AI Search Glossary - Every Term Defined
A comprehensive glossary of AI search terms from AEO to Wikidata. Every definition you need to understand AI search optimisation, GEO, LLMO, and AI visibility.
AI search optimisation has its own vocabulary. This glossary defines every key term - from AEO and GEO to Speakable schema and crawl-to-referral ratios - with cross-references to our detailed guides and to primary sources such as Schema.org, Google Search Central, and the platform documentation itself. Bookmark this page as your reference for AI search terminology.
A
AEO (Answer Engine Optimisation)
AEO is the practice of optimising content to appear as direct answers in search engine features like featured snippets, voice assistant responses, and People Also Ask boxes. It predates the generative AI era and is narrower in scope than GEO. AEO focuses specifically on being the selected answer, not on appearing in synthesised multi-source responses.
See: AEO vs GEO vs LLMO comparison | Reference: Google Search Central on featured snippets
AI Mode
AI Mode is Google's dedicated conversational search interface within Google Search, powered by Gemini. It allows users to ask follow-up questions and have multi-turn conversations while receiving AI-generated answers with cited sources. AI Mode represents Google's response to ChatGPT and Perplexity.
Reference: Google Search product announcements
AI Overviews
AI Overviews are AI-generated summary answers that appear at the top of some Google search results. They draw on pages that already rank in Google's organic results, and Google has stated that there is no separate way to mark up content for AI Overviews beyond standard search best practices. AI Overviews were previously launched under the name Search Generative Experience (SGE).

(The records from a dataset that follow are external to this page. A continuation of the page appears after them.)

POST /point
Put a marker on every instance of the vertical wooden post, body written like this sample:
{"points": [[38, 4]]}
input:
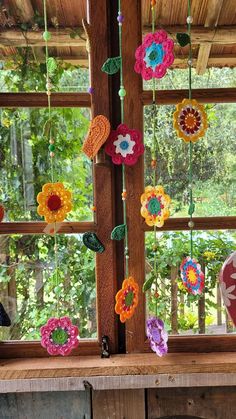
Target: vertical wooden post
{"points": [[174, 300], [132, 38], [103, 175]]}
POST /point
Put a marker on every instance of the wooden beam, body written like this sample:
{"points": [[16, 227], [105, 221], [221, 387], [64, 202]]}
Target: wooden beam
{"points": [[40, 100], [222, 35], [172, 97], [213, 12]]}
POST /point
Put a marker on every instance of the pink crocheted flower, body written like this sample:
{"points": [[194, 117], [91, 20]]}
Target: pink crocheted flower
{"points": [[124, 145], [59, 336], [154, 56]]}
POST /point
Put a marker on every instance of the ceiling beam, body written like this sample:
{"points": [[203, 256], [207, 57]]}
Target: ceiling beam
{"points": [[213, 13]]}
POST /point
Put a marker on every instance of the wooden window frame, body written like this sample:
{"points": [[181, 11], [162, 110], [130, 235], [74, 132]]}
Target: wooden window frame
{"points": [[135, 100], [103, 197]]}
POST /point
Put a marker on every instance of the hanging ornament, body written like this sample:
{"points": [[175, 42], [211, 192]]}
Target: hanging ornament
{"points": [[99, 131], [124, 145], [4, 318], [190, 120], [157, 336], [228, 285], [59, 336], [54, 202], [192, 276], [127, 299], [154, 56], [155, 206]]}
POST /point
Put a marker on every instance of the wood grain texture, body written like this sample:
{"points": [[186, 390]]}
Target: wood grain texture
{"points": [[39, 100], [210, 403], [53, 405], [135, 327], [125, 404], [172, 97]]}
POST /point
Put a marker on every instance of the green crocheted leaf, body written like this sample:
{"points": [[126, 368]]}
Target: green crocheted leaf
{"points": [[118, 233], [112, 65], [148, 283], [92, 242], [183, 39], [191, 209]]}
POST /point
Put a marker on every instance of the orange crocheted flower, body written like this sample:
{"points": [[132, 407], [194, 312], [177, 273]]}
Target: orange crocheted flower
{"points": [[155, 205], [127, 299], [190, 120], [54, 202]]}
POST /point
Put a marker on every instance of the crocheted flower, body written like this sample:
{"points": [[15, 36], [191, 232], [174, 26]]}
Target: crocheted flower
{"points": [[127, 299], [192, 276], [54, 202], [190, 120], [154, 56], [124, 145], [155, 205], [59, 336], [157, 336]]}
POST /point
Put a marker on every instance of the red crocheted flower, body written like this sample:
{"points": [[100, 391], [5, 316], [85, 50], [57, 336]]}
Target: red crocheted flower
{"points": [[59, 336], [124, 145], [154, 56]]}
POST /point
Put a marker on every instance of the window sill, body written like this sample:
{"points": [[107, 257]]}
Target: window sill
{"points": [[117, 372]]}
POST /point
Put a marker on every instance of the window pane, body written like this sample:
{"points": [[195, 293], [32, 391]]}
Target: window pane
{"points": [[30, 292], [25, 161], [214, 168], [182, 312]]}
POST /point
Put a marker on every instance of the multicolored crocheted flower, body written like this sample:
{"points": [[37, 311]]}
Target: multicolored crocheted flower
{"points": [[59, 336], [154, 56], [192, 276], [190, 120], [155, 205], [157, 336], [54, 202], [127, 299], [124, 145]]}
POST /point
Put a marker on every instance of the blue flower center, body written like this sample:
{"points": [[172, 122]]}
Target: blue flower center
{"points": [[154, 206], [154, 55], [124, 145]]}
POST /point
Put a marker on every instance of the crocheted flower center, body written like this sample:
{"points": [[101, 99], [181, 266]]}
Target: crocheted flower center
{"points": [[154, 206], [59, 336], [129, 298], [54, 202]]}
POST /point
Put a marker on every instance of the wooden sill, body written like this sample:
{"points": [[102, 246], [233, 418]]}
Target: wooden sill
{"points": [[117, 372]]}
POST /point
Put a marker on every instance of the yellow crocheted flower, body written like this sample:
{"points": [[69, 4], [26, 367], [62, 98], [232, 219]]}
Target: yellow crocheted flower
{"points": [[155, 205], [190, 120], [54, 202]]}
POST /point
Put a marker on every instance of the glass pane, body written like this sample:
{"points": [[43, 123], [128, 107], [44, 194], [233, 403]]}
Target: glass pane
{"points": [[178, 79], [214, 168], [182, 312], [25, 161], [30, 292]]}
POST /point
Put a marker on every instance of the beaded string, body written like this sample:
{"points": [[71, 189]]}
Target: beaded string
{"points": [[51, 147], [191, 204], [122, 94]]}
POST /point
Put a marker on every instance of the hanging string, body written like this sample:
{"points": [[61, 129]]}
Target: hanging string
{"points": [[46, 37], [189, 22], [122, 94]]}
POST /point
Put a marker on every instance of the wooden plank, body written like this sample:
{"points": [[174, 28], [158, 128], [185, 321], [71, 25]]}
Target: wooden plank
{"points": [[37, 227], [114, 404], [51, 405], [103, 178], [172, 97], [39, 100], [118, 365], [210, 403]]}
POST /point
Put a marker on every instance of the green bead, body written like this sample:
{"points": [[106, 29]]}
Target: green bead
{"points": [[122, 92], [47, 36], [51, 147]]}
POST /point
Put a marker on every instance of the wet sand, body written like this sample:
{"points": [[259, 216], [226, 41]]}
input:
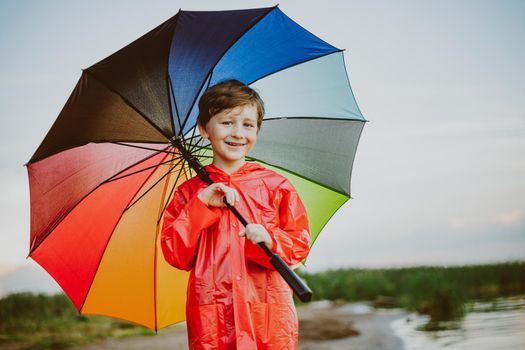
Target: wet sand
{"points": [[323, 326]]}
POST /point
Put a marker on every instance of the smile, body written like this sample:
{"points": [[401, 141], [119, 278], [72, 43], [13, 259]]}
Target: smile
{"points": [[235, 144]]}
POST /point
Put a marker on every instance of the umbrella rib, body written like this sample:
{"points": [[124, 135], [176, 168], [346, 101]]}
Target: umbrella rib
{"points": [[111, 235], [139, 171], [175, 104], [65, 214], [171, 193], [316, 118], [222, 55], [350, 86], [296, 174], [208, 79], [296, 64], [155, 184], [164, 150], [129, 104]]}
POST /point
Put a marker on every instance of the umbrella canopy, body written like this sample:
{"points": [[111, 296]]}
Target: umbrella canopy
{"points": [[102, 177]]}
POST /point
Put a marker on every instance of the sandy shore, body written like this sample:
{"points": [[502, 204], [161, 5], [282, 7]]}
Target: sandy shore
{"points": [[323, 326]]}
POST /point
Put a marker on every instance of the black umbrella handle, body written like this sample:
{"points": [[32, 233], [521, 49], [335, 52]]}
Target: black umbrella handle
{"points": [[300, 288]]}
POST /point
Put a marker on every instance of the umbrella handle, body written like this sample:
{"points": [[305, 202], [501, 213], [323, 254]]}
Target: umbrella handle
{"points": [[300, 288]]}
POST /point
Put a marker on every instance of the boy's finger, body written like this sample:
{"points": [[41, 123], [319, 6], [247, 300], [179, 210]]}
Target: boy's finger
{"points": [[237, 196]]}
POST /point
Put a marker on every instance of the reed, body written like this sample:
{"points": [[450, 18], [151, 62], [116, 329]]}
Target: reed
{"points": [[438, 291]]}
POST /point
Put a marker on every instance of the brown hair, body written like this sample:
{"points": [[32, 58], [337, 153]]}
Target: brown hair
{"points": [[227, 95]]}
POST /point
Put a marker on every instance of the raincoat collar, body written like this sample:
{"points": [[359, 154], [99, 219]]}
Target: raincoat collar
{"points": [[247, 168]]}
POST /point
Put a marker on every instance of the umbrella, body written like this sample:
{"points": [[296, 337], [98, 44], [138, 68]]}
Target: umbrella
{"points": [[103, 175]]}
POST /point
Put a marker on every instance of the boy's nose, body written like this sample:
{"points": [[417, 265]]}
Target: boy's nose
{"points": [[236, 131]]}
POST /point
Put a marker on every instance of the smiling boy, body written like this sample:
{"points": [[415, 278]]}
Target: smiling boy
{"points": [[235, 298]]}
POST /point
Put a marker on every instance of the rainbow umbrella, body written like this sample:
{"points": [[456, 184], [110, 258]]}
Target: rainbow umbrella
{"points": [[102, 177]]}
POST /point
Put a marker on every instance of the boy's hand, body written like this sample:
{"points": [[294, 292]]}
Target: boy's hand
{"points": [[257, 233], [213, 194]]}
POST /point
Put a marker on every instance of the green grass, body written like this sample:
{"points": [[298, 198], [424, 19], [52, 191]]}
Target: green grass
{"points": [[440, 292]]}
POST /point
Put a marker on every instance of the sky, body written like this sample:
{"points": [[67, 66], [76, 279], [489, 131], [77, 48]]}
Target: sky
{"points": [[439, 172]]}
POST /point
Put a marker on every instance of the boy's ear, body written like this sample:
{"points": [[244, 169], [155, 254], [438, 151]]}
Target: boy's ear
{"points": [[202, 131]]}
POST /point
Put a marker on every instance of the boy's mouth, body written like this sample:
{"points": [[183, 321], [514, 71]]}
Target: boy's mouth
{"points": [[235, 144]]}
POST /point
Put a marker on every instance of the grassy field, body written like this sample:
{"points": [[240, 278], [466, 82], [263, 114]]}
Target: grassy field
{"points": [[442, 293], [37, 321]]}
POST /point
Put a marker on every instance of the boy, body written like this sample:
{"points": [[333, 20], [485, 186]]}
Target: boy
{"points": [[235, 298]]}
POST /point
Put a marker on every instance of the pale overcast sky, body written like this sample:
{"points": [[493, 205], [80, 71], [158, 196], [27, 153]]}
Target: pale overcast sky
{"points": [[439, 173]]}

See: How to get cited in AI Overviews | Reference: Google Search Central: AI features and your website
Answer Capsule
An answer capsule is a 40-60 word factual paragraph placed immediately after a heading, designed to be extracted by AI platforms as a citation-ready response. Answer capsules contain specific data points, direct answers, and verifiable claims. When combined with Speakable schema, they become the primary extraction target for AI voice and text responses.
See: How to structure your website for AI crawlers
areaServed
areaServed is a schema.org property used in Organisation schema to specify the geographic area a business serves. AI platforms use areaServed to match businesses with location-specific queries. It accepts Country, State, City, or GeoShape values and is particularly important for local and regional businesses seeking AI visibility.

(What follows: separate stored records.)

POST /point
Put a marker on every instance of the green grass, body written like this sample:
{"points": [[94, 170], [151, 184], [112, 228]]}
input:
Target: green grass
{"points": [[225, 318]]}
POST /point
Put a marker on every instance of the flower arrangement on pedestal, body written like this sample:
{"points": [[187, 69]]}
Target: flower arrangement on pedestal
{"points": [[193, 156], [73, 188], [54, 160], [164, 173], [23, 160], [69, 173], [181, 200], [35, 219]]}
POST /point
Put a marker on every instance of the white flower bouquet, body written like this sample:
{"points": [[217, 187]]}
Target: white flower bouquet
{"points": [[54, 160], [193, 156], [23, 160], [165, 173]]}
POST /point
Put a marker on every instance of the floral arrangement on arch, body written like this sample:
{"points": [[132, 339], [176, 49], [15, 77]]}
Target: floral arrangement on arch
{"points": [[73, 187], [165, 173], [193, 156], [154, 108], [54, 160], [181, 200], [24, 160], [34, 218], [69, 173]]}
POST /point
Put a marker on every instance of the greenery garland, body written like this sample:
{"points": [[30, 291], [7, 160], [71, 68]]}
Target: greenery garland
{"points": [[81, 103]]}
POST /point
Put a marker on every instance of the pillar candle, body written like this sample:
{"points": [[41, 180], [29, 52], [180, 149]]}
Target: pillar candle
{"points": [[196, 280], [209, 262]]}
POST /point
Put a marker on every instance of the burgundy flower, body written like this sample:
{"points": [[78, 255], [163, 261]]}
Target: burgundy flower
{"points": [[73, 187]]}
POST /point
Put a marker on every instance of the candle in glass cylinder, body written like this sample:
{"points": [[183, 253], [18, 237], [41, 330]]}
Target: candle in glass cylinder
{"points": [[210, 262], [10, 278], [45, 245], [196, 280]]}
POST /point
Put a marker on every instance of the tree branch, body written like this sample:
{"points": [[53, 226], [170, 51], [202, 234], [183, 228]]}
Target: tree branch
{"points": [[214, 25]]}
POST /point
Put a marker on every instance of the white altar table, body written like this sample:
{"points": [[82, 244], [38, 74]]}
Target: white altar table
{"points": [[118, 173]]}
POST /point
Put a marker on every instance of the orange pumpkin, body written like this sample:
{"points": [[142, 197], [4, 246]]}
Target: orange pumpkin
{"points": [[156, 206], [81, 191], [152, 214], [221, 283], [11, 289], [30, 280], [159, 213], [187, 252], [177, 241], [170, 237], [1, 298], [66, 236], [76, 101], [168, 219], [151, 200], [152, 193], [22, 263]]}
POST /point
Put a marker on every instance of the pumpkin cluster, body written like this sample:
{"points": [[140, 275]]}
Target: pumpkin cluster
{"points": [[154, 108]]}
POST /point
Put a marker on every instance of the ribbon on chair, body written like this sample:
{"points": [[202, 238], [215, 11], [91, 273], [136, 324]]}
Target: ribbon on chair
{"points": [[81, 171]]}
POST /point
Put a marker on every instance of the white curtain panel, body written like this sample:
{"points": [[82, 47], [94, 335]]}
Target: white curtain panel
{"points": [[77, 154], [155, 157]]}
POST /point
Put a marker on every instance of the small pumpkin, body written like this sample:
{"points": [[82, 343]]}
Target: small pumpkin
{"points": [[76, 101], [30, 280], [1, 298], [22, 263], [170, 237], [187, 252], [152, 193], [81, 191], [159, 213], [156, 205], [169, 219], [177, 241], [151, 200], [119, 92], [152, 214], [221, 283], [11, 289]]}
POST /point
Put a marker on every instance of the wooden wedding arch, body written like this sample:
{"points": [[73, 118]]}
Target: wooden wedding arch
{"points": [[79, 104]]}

Reference: schema.org/areaServed
Article Schema
Article schema is a schema.org type that marks up news articles, blog posts, and editorial pages with properties such as headline, author, datePublished, and publisher. It helps search engines and AI platforms identify the author, the publishing organisation, and the freshness of a page, all of which feed E-E-A-T and citation decisions.

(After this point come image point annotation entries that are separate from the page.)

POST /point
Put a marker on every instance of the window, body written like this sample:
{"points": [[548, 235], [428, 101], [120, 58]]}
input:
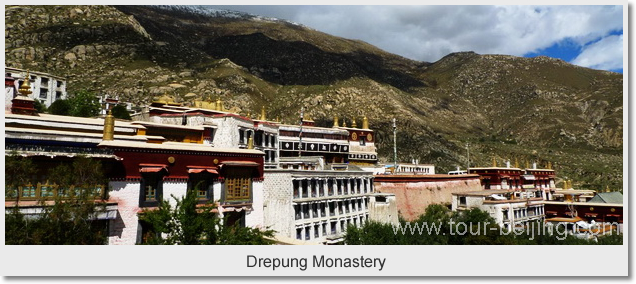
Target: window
{"points": [[297, 212], [241, 136], [151, 189], [237, 188], [201, 183]]}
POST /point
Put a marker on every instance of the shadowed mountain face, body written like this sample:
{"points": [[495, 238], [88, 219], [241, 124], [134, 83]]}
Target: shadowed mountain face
{"points": [[528, 109]]}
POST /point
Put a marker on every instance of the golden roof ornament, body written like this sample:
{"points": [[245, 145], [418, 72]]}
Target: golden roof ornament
{"points": [[25, 89], [109, 126]]}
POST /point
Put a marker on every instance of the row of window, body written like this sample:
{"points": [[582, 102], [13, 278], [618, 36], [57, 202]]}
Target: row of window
{"points": [[521, 213], [329, 208], [307, 188], [237, 187], [327, 228], [46, 190]]}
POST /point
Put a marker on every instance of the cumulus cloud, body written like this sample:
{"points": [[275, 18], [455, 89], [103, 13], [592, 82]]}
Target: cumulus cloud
{"points": [[605, 54], [427, 33]]}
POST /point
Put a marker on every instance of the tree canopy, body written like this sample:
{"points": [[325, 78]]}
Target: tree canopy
{"points": [[189, 224]]}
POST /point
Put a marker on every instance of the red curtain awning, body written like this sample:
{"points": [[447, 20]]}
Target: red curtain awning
{"points": [[202, 169], [240, 163], [152, 168]]}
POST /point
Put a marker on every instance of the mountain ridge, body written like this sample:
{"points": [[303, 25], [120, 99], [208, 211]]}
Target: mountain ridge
{"points": [[533, 109]]}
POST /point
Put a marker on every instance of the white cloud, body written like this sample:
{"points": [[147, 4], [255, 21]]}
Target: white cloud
{"points": [[606, 54], [428, 33]]}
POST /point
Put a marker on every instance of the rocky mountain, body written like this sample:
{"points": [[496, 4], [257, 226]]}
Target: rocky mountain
{"points": [[508, 107]]}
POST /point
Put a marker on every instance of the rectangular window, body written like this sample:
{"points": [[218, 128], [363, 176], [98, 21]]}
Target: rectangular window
{"points": [[151, 189], [238, 184], [201, 184]]}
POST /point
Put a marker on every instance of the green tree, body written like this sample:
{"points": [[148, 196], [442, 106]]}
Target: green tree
{"points": [[84, 104], [120, 111], [68, 220], [187, 224], [60, 107]]}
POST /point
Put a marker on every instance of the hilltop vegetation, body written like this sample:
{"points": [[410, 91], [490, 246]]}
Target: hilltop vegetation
{"points": [[532, 109]]}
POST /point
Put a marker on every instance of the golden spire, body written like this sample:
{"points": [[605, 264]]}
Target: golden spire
{"points": [[109, 127], [25, 89], [250, 143]]}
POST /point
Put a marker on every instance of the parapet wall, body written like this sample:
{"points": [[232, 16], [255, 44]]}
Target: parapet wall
{"points": [[414, 193]]}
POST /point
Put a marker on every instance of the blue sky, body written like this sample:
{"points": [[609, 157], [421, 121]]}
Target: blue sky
{"points": [[586, 35]]}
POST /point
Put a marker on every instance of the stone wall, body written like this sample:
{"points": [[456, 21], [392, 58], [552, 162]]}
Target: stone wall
{"points": [[277, 206], [413, 194]]}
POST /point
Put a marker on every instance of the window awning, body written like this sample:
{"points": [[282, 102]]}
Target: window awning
{"points": [[528, 177], [152, 168], [202, 169], [240, 163]]}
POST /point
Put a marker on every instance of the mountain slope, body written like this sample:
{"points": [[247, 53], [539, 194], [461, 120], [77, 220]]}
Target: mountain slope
{"points": [[525, 108]]}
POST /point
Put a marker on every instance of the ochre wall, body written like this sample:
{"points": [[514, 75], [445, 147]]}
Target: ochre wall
{"points": [[414, 194]]}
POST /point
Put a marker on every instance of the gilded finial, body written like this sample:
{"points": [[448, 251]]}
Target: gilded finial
{"points": [[109, 126], [250, 143], [25, 89]]}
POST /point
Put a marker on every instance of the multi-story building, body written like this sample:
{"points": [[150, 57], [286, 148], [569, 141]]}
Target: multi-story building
{"points": [[507, 207], [45, 87]]}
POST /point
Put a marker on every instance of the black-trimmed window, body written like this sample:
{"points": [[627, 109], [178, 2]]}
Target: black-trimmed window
{"points": [[238, 184], [151, 189], [201, 185]]}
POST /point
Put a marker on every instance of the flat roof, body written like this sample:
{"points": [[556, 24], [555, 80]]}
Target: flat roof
{"points": [[37, 131], [71, 120], [165, 125], [484, 192], [190, 147]]}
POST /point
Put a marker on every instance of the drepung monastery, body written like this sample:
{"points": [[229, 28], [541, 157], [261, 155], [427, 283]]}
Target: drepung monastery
{"points": [[307, 183]]}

See: Schema markup for AI search | Reference: schema.org/Article, Google Article documentation
B
Bing Webmaster Tools
Bing Webmaster Tools is Microsoft's free platform for submitting sitemaps, inspecting URLs, and monitoring how Bing crawls and indexes a site. Because ChatGPT and Microsoft Copilot draw on Bing's index, getting indexed in Bing is a prerequisite for appearing in those AI answers. It also supports the IndexNow protocol for instant submission.
See: Bing submission guide | Reference: Bing Webmaster Tools
BreadcrumbList
BreadcrumbList is a schema.org type that defines the navigational hierarchy of a page within a website. AI crawlers use BreadcrumbList to understand site structure and the topical relationship between pages. It helps establish which pages are parent topics and which are subtopics, improving content categorisation during AI indexing.
See: Schema markup for AI search | Reference: schema.org/BreadcrumbList, Google breadcrumb documentation
C
ChatGPT
ChatGPT is OpenAI's conversational AI platform and the most widely used AI assistant for search-style queries. Its web search feature retrieves live results via Bing rather than Google. Consistent brand mentions across the web and an established entity presence are widely cited as the strongest factors influencing whether ChatGPT references a source.
See: How to get cited in ChatGPT | Reference: OpenAI bots and crawlers documentation
Citation (AI)
In AI search, a citation is when an AI platform references, quotes, or attributes information to a specific source in its generated answer. Citations may include direct links (Perplexity, ChatGPT) or brand mentions without links (Claude, some Gemini responses). Citation tracking is the AI equivalent of rank tracking in traditional SEO.
ClaudeBot
ClaudeBot is Anthropic's web crawler that collects content used to help train Claude. Like most training crawlers, it accesses far more pages than it sends referral traffic for. You can allow or disallow ClaudeBot in robots.txt to control whether your content is available for Anthropic's crawling.
See: How to get cited in Claude | Reference: Anthropic crawler documentation
Copilot (Microsoft)
Microsoft Copilot is an AI assistant integrated into Bing, Windows, Microsoft 365, and Edge. It uses Bing's search index, making it closely aligned with ChatGPT in terms of content discovery. Optimising for Bing visibility simultaneously improves visibility in both ChatGPT and Copilot.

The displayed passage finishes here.